Dilan Perişan: Türkiye’de Kürt Alevi bir kadın olarak büyümek, kimlik, azınlık ve öteki gibi kavramlara eleştirel yaklaşmamı sağladı. Bir toplumda azınlığın azınlığı olmak ve özünde azınlık olan bir grup tarafından da kabul görmemek, kimliklerime tutunmak yerine, “ötekilik ve benlik” kavramlarını araştıramama neden oldu. Bir azınlığın azınlığı olarak, benim için ötekinin ne olduğu sorusu, beni insan olmayan varlıklar, nesneler, çöpler ve ekoloji üzerine düşünmeye itti. Kendi “öteki” sini üretmeyen bir benlik nasıl olur sorusu pratiğimin önemli bir parçası oldu. Sadece insanoğlunun ürettiği “çöp” ü araştırmak ve ötekiyi belleği ve zamanı kendi çöplerim üzerinden düşünmek son yıllarda üzerine çalıştığım temel meselelerden biri. Antroposentrik olmayan bir yerden, semiyotiğin ötesinde çöpler nedir?  Bununla beraber, Nesne/özne, doğa/kültür, yaşam/ölüm, arkeoloji/paleontoloji gibi kavramları ve bunların madde, zaman ve bellek aracılığıyla kesişimlerini, kartezyen dualizmden uzak bir biçimde ele almayı da seviyorum. Özne/nesne, ölüm/yaşam, beden/beden olmayan ve insan/insan olmayan ikiliklerini bulanıklaştıran ex-votolar, adak nesneleri, işe yaramaz nesneler ve geniş anlamda nesnelerle ilgileniyorum. Kullandığım nesneleri ve malzemeleri önemsemeyi, dönüştürmeyi seviyorum. Materyal geçmişimi transforme etmek, yeni ve başka bir “bugün” yaratmak gibi.

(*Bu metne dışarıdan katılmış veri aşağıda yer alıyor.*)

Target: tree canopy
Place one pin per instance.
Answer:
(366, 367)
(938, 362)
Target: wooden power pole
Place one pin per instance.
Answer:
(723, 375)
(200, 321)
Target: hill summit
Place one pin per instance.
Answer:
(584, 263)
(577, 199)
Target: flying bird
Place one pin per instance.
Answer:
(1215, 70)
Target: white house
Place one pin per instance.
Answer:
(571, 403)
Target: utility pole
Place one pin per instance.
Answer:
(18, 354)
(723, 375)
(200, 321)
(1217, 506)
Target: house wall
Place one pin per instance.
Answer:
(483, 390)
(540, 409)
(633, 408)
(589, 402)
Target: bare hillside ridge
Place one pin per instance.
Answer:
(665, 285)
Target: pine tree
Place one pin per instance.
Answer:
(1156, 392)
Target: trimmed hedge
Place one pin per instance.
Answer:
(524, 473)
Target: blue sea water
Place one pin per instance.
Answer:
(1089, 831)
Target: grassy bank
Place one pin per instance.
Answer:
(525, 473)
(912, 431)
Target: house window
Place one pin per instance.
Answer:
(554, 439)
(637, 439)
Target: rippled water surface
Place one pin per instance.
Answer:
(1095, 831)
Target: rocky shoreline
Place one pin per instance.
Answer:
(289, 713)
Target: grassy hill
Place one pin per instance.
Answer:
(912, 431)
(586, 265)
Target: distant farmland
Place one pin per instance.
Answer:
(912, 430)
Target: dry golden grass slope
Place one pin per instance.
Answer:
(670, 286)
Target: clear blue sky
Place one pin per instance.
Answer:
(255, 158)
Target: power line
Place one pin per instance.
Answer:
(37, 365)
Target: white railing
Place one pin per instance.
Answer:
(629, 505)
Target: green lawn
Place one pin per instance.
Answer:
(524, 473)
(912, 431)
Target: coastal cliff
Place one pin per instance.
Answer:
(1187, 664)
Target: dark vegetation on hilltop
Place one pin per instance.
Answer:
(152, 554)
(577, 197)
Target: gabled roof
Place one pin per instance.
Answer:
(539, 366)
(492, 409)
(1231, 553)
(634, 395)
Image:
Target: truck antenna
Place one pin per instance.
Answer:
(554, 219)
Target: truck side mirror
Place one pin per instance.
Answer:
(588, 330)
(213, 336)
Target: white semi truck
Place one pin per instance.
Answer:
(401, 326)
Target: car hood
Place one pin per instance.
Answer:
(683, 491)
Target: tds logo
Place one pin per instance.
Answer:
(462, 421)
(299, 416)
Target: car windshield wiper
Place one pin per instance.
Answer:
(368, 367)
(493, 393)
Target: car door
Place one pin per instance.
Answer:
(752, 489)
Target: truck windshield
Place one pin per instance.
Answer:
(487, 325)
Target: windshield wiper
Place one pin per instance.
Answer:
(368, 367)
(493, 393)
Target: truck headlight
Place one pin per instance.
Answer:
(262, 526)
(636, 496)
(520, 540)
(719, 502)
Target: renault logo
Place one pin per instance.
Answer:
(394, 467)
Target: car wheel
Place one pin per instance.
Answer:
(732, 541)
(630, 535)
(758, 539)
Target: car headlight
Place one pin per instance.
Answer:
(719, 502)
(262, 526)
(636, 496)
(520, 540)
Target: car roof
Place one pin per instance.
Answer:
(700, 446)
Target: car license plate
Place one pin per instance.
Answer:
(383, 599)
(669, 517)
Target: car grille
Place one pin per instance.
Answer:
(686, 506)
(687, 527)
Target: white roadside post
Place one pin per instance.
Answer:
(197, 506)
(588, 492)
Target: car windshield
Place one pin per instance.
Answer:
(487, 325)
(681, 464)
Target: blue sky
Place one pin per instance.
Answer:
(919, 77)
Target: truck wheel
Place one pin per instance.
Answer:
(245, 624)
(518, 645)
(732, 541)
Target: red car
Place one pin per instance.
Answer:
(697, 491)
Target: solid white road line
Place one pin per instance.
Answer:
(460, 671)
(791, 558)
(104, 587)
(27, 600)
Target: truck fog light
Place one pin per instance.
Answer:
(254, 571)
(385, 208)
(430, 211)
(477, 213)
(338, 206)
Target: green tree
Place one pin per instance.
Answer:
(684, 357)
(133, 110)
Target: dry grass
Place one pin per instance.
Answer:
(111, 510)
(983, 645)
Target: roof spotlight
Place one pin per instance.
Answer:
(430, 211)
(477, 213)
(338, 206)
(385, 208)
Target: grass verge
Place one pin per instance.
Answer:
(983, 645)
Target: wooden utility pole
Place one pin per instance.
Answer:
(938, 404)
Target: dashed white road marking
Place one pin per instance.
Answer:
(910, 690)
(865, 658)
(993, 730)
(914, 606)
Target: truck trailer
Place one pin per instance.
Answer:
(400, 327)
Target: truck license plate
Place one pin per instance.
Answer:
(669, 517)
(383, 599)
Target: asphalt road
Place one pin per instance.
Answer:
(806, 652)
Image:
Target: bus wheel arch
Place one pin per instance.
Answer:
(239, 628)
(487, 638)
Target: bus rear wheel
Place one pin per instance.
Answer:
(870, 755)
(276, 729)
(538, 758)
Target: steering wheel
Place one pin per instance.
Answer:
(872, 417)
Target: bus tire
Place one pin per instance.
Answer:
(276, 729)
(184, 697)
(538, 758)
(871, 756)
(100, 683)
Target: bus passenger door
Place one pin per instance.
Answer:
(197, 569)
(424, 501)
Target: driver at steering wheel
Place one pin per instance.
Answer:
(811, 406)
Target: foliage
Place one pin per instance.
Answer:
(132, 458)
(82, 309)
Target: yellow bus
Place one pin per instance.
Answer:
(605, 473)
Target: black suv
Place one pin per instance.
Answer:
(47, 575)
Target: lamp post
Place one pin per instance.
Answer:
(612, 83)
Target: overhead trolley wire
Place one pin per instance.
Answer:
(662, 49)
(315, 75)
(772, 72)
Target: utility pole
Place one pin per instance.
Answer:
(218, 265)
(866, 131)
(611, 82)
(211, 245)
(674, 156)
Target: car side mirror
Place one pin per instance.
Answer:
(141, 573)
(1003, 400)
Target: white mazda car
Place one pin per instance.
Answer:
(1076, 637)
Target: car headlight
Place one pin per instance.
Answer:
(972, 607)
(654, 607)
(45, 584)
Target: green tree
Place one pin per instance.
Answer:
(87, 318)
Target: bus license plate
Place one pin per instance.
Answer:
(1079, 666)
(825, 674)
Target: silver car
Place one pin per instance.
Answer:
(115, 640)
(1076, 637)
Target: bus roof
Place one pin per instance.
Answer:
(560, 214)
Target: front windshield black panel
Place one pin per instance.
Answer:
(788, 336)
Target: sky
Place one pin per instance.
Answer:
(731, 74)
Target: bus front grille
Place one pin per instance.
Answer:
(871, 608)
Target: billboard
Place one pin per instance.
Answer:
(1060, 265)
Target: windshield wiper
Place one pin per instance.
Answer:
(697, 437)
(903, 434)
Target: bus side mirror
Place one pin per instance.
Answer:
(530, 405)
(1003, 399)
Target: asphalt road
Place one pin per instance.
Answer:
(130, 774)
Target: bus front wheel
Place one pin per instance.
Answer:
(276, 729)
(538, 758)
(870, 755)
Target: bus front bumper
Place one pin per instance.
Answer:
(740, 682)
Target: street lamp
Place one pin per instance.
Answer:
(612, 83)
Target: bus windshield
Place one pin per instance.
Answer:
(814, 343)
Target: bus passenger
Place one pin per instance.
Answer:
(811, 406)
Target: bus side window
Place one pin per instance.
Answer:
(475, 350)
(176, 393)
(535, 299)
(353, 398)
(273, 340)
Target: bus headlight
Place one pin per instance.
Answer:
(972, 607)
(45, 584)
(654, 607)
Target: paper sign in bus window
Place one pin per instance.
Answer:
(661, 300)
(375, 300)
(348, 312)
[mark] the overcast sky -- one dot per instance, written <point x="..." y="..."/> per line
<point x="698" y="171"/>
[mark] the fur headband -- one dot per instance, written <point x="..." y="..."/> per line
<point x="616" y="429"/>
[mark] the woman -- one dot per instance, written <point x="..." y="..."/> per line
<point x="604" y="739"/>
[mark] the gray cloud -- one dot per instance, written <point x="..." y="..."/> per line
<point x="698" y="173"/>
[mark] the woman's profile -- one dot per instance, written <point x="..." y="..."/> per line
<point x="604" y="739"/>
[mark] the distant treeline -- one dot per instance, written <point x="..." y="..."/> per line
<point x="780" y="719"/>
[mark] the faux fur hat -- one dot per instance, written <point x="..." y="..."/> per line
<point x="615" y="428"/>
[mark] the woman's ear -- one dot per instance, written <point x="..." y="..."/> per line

Dilan Perişan, SELF-CARE, Enstalasyon, Kuru kil,kil, diş fırçası sapı, saç, bant, plastik kap, jilet, sarımsak kabuğu, plastik parçalar, kağıt, 230 x100. cm
Dilan Perişan
Dilan Perişan, SELF-CARE, Enstalasyon, Kuru kil,kil, diş fırçası sapı, saç, bant, plastik kap, jilet, sarımsak kabuğu, plastik parçalar, kağıt, 230 x100 cm

Mine Kemertaş: Bir mimarlık ofisinde çalışmakla başladı bu süreç aslında. Şantiyelerde fotoğrafladığım mekanlar üzerine çalışmaya başladım. Tahrip olmuş mekanları tekrardan tasarlayıp yaşanabilir bir hale getiriyorduk. Bu süreçte de bir önceki mekanın izleriyle ilgilendiğimi fark ettim. Ben de aslında bu süreci yaşıyormuşum gerçekleştirmek istediklerimle, yer edinme ve bulunduğum yerle ilgili üstünde durduğum bir konuydu içten içe…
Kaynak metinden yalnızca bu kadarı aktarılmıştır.